Pendant ce temps, les Palestiniens de la Cisjordanie occupée et de Jérusalem-Est seront soumis à un harcèlement et à une violence constants, l’objectif étant de les « encourager » à traverser le fleuve vers l’est, en Jordanie et au-delà, ce qui permettra à davantage de colons israéliens de s’installer. D’ici peu, Gaza et très probablement la Cisjordanie occupée seront tout simplement annexées officiellement à Israël.
Actuellement, Israël compte un peu plus de sept millions de Juifs, mais beaucoup plus de non-Juifs, ces derniers ayant un taux de natalité plus élevé. Pour les partis religieux extrémistes de la coalition Netanyahou, c’est tout à fait inacceptable, et c’est un exode à grande échelle des Palestiniens qui est souhaité, ce qui est rendu beaucoup plus probable par la victoire de Trump cette semaine.
Cela ne tient pas compte de deux résultats. La première est qu’Israël est désormais considéré comme un État paria dans le monde majoritaire, non plus comme la victime mais comme l’agresseur. David et Goliath ont échangé leurs places.
Deuxièmement, Israël ne sera plus jamais en sécurité tant que sa position actuelle persistera. L’année écoulée a abouti à la radicalisation profonde de plusieurs centaines de milliers de jeunes Palestiniens en colère qui n’auront pas grand-chose à perdre dans les actions qu’ils choisiront de mener dans les années et décennies à venir. Le Hamas et le Djihad islamique ont peut-être été repoussés pour l’instant, mais ils prospéreront avec le temps, de même que de nouveaux mouvements.
Le dérèglement climatique.
Il y a ensuite un troisième problème de politique étrangère dont on ne parle pas assez : le climat mondial. Prenons l’exemple de la semaine dernière. Tout d’abord, des inondations catastrophiques ont frappé l’est de l’Espagne, des maisons et des ponts ont été emportés, des voitures ont été ballottées comme des jouets et au moins 214 personnes ont été tuées. Depuis des années, les climatologues mettent en garde contre l’augmentation de la gravité et de la fréquence des phénomènes météorologiques critiques, et l’inondation de Valence n’est que la dernière d’une longue série.
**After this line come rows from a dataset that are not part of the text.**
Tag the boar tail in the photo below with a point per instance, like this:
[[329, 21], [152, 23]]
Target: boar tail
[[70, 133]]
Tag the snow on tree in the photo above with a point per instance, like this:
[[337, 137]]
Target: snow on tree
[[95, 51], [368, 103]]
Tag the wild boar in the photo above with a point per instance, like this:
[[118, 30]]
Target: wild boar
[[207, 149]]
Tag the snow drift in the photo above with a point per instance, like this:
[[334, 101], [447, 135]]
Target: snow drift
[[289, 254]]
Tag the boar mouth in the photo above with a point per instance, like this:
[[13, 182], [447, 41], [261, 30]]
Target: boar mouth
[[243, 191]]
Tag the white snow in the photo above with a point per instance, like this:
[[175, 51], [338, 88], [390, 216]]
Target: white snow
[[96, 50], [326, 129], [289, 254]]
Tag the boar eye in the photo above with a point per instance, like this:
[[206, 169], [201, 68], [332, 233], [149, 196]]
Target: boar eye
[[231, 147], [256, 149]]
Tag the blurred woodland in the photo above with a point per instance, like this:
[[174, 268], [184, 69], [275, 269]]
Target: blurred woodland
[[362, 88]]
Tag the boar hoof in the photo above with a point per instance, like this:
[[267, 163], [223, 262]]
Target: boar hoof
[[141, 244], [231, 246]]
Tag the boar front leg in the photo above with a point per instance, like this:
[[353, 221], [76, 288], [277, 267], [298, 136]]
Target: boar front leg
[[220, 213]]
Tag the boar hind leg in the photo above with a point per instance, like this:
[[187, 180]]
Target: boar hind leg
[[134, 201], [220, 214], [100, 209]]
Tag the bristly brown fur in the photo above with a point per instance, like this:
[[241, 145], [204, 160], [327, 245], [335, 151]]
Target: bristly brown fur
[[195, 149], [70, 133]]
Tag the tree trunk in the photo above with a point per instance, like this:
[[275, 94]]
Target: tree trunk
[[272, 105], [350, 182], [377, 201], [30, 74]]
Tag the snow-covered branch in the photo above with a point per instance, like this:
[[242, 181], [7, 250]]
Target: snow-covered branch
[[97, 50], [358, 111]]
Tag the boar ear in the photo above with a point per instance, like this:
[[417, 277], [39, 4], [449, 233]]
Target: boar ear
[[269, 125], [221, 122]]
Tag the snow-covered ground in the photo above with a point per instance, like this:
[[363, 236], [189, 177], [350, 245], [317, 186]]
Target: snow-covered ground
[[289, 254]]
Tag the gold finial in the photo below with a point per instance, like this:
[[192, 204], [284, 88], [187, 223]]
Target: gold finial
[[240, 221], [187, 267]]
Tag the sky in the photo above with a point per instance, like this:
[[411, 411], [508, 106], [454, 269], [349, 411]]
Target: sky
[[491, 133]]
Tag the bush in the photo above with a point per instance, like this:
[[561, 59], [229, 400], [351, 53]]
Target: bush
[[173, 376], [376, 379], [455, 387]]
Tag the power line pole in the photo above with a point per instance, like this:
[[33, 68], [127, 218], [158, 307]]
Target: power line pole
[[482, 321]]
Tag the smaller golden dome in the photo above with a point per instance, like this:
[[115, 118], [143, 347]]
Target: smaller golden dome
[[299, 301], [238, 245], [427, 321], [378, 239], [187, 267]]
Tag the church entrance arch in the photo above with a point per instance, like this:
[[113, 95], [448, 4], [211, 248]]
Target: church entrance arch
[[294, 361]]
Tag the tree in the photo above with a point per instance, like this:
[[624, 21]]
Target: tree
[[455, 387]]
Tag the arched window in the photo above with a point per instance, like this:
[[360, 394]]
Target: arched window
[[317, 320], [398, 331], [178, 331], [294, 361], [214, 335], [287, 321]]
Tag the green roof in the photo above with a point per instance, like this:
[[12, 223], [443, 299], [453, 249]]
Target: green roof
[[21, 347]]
Puis, moins d’une semaine plus tard, M. Trump a remporté la course à la Maison Blanche tout en niant l’existence même du changement climatique. Selon lui, le changement climatique n’est qu’un mythe, et il cherche donc à augmenter la production de pétrole et de gaz.
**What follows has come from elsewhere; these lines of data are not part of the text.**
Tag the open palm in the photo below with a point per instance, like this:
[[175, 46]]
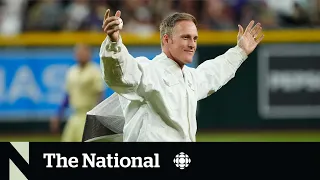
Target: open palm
[[250, 38]]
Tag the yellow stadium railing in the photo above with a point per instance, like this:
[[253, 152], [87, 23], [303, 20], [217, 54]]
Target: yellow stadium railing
[[205, 38]]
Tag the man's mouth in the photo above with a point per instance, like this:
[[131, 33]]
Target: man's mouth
[[189, 51]]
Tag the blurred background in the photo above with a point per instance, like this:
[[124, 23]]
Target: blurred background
[[275, 95]]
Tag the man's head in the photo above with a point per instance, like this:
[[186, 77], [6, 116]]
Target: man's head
[[82, 53], [179, 36]]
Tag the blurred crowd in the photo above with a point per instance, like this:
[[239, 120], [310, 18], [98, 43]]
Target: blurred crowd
[[144, 16]]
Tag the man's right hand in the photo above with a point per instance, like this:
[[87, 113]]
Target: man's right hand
[[111, 25]]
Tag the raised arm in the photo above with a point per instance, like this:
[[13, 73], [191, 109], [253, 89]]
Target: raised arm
[[212, 74], [120, 70]]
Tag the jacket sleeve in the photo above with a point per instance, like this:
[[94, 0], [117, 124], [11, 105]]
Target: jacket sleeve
[[212, 74], [121, 72]]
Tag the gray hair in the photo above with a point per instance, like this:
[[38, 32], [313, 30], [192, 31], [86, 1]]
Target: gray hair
[[167, 24]]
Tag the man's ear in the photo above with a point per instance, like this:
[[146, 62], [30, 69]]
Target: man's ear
[[165, 39]]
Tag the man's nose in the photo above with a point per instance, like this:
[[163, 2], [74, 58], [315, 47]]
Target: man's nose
[[192, 45]]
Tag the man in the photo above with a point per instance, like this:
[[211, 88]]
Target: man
[[85, 89], [159, 99]]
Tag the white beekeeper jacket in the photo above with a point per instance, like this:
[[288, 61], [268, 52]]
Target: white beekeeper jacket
[[158, 98]]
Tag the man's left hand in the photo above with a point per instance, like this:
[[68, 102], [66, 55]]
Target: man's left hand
[[250, 38]]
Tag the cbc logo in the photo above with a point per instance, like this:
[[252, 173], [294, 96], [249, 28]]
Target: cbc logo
[[182, 160]]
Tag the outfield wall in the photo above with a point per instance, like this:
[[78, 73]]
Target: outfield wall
[[278, 86]]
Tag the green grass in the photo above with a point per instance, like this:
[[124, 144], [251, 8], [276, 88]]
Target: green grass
[[218, 136]]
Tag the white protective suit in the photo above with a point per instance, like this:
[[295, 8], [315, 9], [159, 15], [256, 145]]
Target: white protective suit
[[158, 98]]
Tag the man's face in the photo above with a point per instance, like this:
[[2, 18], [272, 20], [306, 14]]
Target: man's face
[[183, 42]]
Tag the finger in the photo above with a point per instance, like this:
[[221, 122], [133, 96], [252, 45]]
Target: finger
[[108, 20], [111, 30], [106, 14], [258, 32], [249, 27], [255, 29], [258, 40], [118, 14], [112, 24], [240, 32]]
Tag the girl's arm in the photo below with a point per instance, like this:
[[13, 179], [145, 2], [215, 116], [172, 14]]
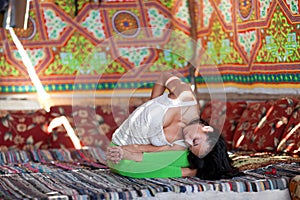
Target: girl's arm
[[176, 87], [188, 172], [135, 152]]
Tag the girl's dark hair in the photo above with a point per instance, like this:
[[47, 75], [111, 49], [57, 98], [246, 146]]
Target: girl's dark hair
[[216, 164]]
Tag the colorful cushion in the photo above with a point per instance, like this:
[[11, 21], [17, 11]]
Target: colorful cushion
[[294, 188], [290, 141], [261, 125], [93, 126], [225, 117]]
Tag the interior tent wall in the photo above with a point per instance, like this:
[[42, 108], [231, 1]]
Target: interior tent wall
[[119, 48], [253, 45]]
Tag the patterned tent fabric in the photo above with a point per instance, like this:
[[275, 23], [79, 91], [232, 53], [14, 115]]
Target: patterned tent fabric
[[118, 45], [57, 173]]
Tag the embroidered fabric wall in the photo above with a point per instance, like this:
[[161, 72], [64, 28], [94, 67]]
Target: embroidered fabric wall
[[125, 44], [97, 46], [254, 45]]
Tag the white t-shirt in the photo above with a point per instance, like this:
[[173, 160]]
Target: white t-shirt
[[145, 123]]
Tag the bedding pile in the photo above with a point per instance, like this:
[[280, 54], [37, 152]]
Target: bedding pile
[[82, 174]]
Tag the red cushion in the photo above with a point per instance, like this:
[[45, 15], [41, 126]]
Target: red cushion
[[290, 141], [93, 126], [224, 116], [23, 130], [261, 125]]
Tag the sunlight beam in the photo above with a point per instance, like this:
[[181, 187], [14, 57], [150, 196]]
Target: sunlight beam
[[43, 96]]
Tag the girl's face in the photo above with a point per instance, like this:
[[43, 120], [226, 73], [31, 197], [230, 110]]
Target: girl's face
[[195, 136]]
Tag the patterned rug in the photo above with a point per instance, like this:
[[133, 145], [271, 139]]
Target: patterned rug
[[79, 174]]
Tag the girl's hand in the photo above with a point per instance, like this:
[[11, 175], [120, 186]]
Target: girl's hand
[[114, 154]]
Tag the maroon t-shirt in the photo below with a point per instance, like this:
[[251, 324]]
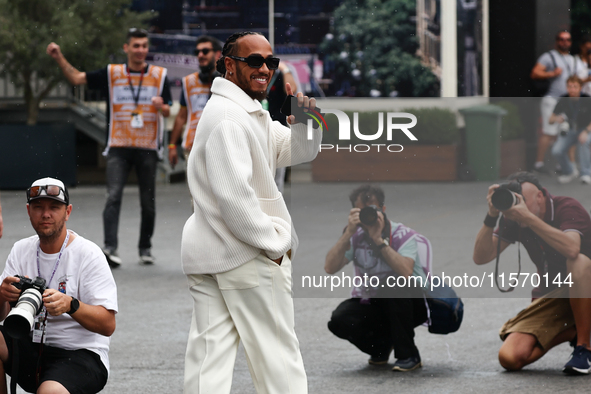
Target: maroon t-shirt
[[563, 213]]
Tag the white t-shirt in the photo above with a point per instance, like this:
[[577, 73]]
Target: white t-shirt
[[83, 273]]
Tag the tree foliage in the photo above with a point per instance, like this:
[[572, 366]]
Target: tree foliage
[[372, 47], [88, 32]]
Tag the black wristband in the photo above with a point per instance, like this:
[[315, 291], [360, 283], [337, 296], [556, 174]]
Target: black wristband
[[490, 221]]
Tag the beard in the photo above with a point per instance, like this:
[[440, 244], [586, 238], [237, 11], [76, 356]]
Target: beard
[[244, 84], [49, 235]]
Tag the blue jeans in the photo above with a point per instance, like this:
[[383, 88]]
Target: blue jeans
[[119, 164], [560, 152]]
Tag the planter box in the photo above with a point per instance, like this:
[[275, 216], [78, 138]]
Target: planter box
[[414, 163], [512, 157]]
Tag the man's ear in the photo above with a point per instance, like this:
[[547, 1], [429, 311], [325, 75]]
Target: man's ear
[[230, 65]]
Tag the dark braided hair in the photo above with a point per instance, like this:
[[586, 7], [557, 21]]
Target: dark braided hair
[[230, 49]]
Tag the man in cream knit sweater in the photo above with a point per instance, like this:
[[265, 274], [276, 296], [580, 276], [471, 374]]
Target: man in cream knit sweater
[[236, 247]]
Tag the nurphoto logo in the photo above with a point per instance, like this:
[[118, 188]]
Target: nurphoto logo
[[345, 130]]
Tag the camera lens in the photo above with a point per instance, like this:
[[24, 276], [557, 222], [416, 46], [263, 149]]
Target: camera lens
[[368, 215], [19, 321], [503, 199]]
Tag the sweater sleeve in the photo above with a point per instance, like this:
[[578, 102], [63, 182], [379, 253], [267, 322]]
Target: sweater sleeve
[[292, 144], [229, 165]]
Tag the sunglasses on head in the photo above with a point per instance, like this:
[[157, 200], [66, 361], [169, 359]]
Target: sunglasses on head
[[50, 190], [257, 61], [204, 50]]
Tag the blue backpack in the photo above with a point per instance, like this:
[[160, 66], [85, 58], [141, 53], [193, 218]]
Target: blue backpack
[[446, 309]]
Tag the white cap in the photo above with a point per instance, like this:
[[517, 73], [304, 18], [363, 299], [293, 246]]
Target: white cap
[[61, 197]]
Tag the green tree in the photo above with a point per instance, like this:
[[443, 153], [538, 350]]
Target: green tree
[[88, 32], [372, 47]]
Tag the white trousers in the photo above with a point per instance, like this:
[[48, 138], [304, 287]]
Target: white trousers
[[251, 303]]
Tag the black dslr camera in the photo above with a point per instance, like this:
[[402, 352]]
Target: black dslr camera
[[504, 196], [19, 321], [368, 215]]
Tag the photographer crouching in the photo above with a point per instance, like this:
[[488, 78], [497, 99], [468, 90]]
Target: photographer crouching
[[556, 232], [378, 318], [58, 300]]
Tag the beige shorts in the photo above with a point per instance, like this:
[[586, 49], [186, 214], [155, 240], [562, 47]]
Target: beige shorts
[[544, 318]]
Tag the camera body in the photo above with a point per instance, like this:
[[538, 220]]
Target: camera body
[[504, 197], [19, 321], [369, 215]]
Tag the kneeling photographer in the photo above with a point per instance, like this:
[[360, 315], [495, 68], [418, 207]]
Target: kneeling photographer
[[556, 232], [378, 318], [58, 300]]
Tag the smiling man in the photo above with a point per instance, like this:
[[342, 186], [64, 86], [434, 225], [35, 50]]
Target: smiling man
[[138, 96], [238, 244], [196, 89]]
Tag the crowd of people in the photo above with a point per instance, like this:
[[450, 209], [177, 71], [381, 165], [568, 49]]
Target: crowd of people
[[563, 79], [239, 242]]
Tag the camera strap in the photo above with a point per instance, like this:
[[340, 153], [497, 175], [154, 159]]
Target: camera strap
[[57, 262], [510, 288]]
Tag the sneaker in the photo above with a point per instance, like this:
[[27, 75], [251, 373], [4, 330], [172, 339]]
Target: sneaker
[[542, 170], [566, 178], [146, 257], [381, 359], [408, 364], [112, 257], [579, 362]]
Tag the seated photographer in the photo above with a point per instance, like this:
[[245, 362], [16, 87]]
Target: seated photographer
[[60, 311], [381, 318], [574, 115], [556, 232]]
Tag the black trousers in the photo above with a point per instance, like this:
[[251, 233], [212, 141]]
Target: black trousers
[[382, 324]]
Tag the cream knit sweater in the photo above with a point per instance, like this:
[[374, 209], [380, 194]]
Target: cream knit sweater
[[239, 212]]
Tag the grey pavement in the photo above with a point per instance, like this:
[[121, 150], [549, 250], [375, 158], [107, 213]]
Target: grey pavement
[[147, 348]]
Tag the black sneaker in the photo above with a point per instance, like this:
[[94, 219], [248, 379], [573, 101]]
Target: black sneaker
[[112, 257], [579, 362], [146, 257], [542, 170], [408, 364]]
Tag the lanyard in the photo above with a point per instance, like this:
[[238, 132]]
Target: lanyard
[[136, 99], [57, 262]]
Pourtant, le lendemain de son élection, le service Copernicus de l’Union européenne sur le changement climatique a indiqué que 2024 serait probablement la première année jamais enregistrée où les températures mondiales dépasseraient de 1,5 °C (2,7 °F) la moyenne de 1850-1900. Au-delà de ce seuil, des avertissements répétés ont été lancés sur le fait que le monde entrait dans une période dangereuse et incertaine, avec un risque croissant d’effondrement irréversible du climat.
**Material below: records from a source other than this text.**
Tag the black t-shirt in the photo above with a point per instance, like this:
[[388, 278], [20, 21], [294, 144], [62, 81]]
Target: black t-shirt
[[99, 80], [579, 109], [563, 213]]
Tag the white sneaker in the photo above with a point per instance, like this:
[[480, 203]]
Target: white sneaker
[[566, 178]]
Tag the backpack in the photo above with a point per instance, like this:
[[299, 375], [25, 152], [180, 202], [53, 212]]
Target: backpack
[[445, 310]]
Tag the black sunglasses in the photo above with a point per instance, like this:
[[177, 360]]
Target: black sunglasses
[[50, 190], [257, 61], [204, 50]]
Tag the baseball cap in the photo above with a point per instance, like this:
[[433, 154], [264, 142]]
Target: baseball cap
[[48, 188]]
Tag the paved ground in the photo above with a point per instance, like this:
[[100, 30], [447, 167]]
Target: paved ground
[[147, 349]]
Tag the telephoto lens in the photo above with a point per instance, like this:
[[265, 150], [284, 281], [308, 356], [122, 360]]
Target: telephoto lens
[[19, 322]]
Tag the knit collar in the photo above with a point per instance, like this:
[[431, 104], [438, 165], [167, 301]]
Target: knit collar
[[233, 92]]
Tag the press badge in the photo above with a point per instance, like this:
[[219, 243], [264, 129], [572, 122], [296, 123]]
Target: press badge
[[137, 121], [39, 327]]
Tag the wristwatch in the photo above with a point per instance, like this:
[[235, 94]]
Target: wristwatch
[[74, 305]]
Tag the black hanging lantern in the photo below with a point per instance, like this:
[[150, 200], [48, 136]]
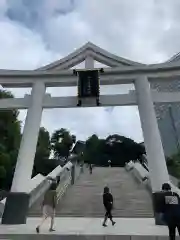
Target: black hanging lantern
[[88, 85]]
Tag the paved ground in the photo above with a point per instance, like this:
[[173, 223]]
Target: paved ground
[[87, 227], [84, 199]]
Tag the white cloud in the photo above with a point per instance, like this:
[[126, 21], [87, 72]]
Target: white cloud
[[145, 31]]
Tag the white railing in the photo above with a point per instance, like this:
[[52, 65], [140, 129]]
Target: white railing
[[141, 174], [39, 184]]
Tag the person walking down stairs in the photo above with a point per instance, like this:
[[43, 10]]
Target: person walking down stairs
[[49, 205], [108, 204]]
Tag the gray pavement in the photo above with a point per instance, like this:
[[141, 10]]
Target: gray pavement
[[84, 199]]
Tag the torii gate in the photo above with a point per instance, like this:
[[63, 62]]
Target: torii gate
[[120, 71]]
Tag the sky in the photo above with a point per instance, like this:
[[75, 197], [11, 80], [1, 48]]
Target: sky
[[34, 33]]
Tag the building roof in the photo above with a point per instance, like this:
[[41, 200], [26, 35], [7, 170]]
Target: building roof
[[89, 49]]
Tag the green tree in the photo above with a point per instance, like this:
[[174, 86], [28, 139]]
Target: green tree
[[116, 148], [62, 142], [10, 136]]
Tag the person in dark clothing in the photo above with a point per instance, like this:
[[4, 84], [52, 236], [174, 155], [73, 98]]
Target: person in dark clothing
[[108, 204], [49, 205], [90, 168], [171, 210]]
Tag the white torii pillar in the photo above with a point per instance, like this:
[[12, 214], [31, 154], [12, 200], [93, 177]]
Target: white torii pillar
[[89, 62], [17, 202], [152, 139]]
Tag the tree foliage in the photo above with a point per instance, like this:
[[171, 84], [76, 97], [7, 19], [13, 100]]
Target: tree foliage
[[116, 148], [10, 136], [62, 142]]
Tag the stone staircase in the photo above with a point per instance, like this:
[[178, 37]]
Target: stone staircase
[[84, 199]]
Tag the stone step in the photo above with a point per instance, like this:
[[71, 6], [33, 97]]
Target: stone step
[[84, 199]]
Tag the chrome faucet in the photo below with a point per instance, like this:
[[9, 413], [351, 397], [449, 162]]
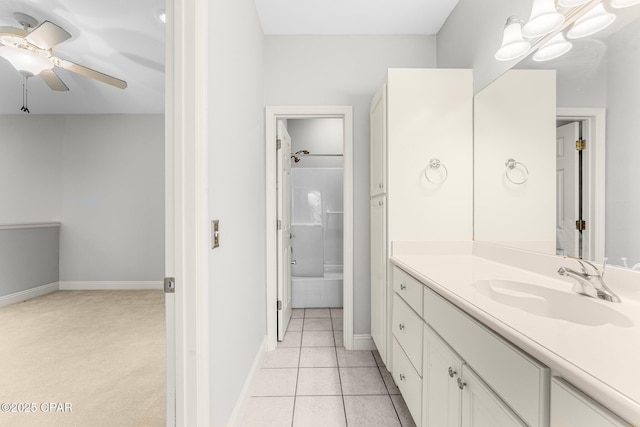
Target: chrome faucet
[[589, 281]]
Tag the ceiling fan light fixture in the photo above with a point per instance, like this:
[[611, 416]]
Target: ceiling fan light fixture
[[513, 44], [544, 19], [553, 49], [597, 19], [26, 62]]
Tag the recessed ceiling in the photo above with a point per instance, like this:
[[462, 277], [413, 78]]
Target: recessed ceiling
[[366, 17], [121, 38]]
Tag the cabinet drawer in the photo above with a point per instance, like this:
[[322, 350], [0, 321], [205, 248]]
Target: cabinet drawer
[[408, 381], [571, 408], [407, 328], [519, 380], [408, 288]]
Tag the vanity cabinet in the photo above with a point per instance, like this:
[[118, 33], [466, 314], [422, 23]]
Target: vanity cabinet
[[415, 116]]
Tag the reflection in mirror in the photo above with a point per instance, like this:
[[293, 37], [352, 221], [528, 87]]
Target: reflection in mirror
[[597, 189]]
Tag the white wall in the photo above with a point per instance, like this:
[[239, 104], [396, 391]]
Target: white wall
[[113, 198], [236, 198], [343, 70], [30, 168]]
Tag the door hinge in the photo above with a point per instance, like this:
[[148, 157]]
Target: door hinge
[[169, 285]]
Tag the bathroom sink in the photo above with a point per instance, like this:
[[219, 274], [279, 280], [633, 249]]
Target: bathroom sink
[[550, 303]]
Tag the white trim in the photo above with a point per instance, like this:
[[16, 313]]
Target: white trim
[[245, 394], [28, 294], [300, 112], [30, 225], [363, 342], [111, 286], [596, 156]]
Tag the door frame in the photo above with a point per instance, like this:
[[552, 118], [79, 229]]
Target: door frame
[[186, 202], [272, 114], [595, 152]]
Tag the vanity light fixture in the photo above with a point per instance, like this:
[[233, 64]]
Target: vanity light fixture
[[544, 19], [597, 19], [624, 3], [513, 44], [553, 49]]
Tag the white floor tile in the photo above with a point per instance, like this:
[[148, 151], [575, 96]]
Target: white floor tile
[[281, 357], [370, 411], [318, 382], [295, 324], [315, 313], [317, 339], [291, 339], [403, 412], [318, 357], [356, 358], [268, 412], [362, 381], [275, 382], [317, 324], [319, 411]]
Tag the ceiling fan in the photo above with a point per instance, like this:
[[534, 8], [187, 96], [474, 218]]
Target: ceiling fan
[[29, 50]]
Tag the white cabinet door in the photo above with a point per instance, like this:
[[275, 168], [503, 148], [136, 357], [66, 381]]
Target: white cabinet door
[[481, 407], [378, 138], [378, 224], [441, 395]]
Le fait que Trump ait l’impact que beaucoup craignent peut dépendre de facteurs qui échappent à son contrôle. Aux États-Unis, les États et leurs législateurs disposent d’une marge de manœuvre considérable pour suivre leur propre voie, et nombre d’entre eux le font déjà.
Entre-temps, l’évolution rapide des technologies énergétiques signifie que l’électricité produite à partir de ressources renouvelables est moins chère, et parfois beaucoup moins chère, que celle produite à partir de carbone fossile, qu’il s’agisse de pétrole, de gaz ou de charbon. La construction de parcs éoliens au Texas, l’État pétrolier par excellence, en est un bon indicateur. Les entreprises mondiales du secteur du carbone fossile essaient peut-être de gagner de l’argent tant qu’elles le peuvent, mais elles restent des industries en perte de vitesse dans un contexte plus large.
Le trumpisme sera un énorme obstacle à court terme pour un monde décarboné, mais lui et ceux qui l’entourent sont des exemples de pensée fossilisée. Dans ces circonstances, il est essentiel que les militants et les activistes du monde entier renforcent considérablement leur engagement à contrer l’impact de cette élection désastreuse.